In the context of communication networks, digital twin technology provides a means to replicate the radio frequency (RF) propagation environment as well as the system behaviour, allowing for a way to optimize the performance of a deployed system based on simulations. One of the key challenges in the application of Digital Twin technology to mmWave systems is the prevalent channel simulators' stringent requirements on the accuracy of the 3D Digital Twin, reducing the feasibility of the technology in real applications. We propose a practical Digital Twin creation pipeline and a channel simulator, that relies only on a single mounted camera and position information. We demonstrate the performance benefits compared to methods that do not explicitly model the 3D environment, on downstream sub-tasks in beam acquisition, using the real-world dataset of the DeepSense6G challenge

Beyond Codebook-Based Analog Beamforming at mmWave: Compressed Sensing and Machine Learning Methods

Analog beamforming is the predominant approach for millimeter wave (mmWave) communication given its favorable characteristics for limited-resource devices. In this work, we aim at reducing the spectral efficiency gap between analog and digital beamforming methods. We propose a method for refined beam selection based on the estimated raw channel. The channel estimation, an underdetermined problem, is solved using compressed sensing (CS) methods leveraging angular domain sparsity of the channel. To reduce the complexity of CS methods, we propose dictionary learning iterative soft-thresholding algorithm, which jointly learns the sparsifying dictionary and signal reconstruction. We evaluate the proposed method on a realistic mmWave setup and show considerable performance improvement with respect to code-book based analog beamforming approaches.

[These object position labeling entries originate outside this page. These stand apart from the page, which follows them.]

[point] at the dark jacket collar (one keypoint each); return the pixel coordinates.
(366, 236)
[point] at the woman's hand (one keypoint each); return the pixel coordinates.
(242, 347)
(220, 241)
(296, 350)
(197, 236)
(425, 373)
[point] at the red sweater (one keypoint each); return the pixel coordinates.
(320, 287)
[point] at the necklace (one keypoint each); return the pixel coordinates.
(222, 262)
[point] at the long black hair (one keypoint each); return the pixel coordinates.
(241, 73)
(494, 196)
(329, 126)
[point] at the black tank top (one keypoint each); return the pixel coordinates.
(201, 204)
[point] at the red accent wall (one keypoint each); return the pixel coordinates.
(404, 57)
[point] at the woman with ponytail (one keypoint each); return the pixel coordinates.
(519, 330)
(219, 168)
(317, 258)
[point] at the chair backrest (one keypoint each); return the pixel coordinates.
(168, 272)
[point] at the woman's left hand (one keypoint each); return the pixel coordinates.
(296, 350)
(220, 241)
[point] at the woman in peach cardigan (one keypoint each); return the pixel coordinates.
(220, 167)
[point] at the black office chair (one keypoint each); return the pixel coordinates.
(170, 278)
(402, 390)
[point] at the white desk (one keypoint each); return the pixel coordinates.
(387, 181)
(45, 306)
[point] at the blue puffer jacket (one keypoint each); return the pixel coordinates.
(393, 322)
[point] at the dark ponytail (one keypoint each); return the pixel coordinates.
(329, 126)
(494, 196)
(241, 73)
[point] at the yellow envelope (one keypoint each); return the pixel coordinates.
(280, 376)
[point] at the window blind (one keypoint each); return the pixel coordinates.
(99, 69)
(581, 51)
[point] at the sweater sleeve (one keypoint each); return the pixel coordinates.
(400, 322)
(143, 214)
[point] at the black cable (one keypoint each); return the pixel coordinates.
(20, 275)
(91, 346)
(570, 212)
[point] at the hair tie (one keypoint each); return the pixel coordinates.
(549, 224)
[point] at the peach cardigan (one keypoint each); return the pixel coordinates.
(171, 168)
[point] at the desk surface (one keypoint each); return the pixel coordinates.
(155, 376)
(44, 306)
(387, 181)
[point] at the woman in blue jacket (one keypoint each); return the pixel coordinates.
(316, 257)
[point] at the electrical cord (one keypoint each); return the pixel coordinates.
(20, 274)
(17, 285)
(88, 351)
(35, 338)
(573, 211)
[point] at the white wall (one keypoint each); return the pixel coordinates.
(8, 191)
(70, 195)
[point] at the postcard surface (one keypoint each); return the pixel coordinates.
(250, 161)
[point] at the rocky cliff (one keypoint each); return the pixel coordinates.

Equivariant Priors for Compressed Sensing with Unknown Orientation

In compressed sensing, the goal is to reconstruct the signal from an underdetermined system of linear measurements. Thus, prior knowledge about the signal of interest and its structure is required. Additionally, in many scenarios, the signal has an unknown orientation prior to measurements. To address such recovery problems, we propose using equivariant generative models as a prior, which encapsulate orientation information in their latent space. Thereby, we show that signals with unknown orientations can be recovered with iterative gradient descent on the latent space of these models and provide additional theoretical recovery guarantees. We construct an equivariant variational autoencoder and use the decoder as generative prior for compressed sensing. We discuss additional potential gains of the proposed approach in terms of convergence and latency.